UiPath Inc. (NYSE: PATH) has faced a 27% decline in share price year-to-date, reflecting growing investor caution, particularly as the demand for enterprise AI solutions increases. In the first quarter of fiscal 2027, the company reported revenues of $297.6 million, a 17% increase from the previous year, alongside a non-GAAP operating income of $92 million, indicating a 22% operating margin.
As UiPath transitions from traditional robotic process automation to a comprehensive enterprise AI orchestration platform, it is focusing on enhancing profitability and cash flow.
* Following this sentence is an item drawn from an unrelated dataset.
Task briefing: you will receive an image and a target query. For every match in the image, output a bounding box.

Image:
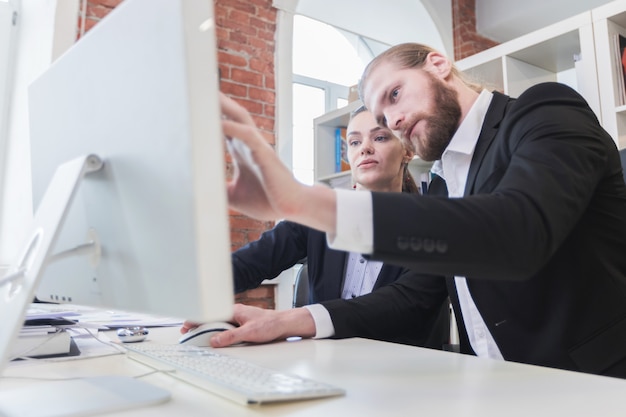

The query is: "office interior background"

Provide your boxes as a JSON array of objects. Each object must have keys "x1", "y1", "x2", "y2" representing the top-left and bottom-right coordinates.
[{"x1": 0, "y1": 0, "x2": 618, "y2": 308}]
The company generated $132 million in operating cash flow during the quarter and expects revenues for the second quarter of fiscal 2027 to reach $397.6 million, representing a 9.9% year-over-year growth. However, analysts project a 6.7% decline in earnings per share for this period, indicating mixed outlooks amid a competitive landscape that includes major players like Microsoft and ServiceNow.
The Zacks Consensus Estimate forecasts fiscal 2027 earnings to increase by 8.3% and revenue to grow by 10.4%. While the company shows long-term potential in enterprise AI, many monetization opportunities remain in nascent stages, causing investors to adopt a cautious stance. As such, UiPath holds a Zacks Rank #3 (Hold).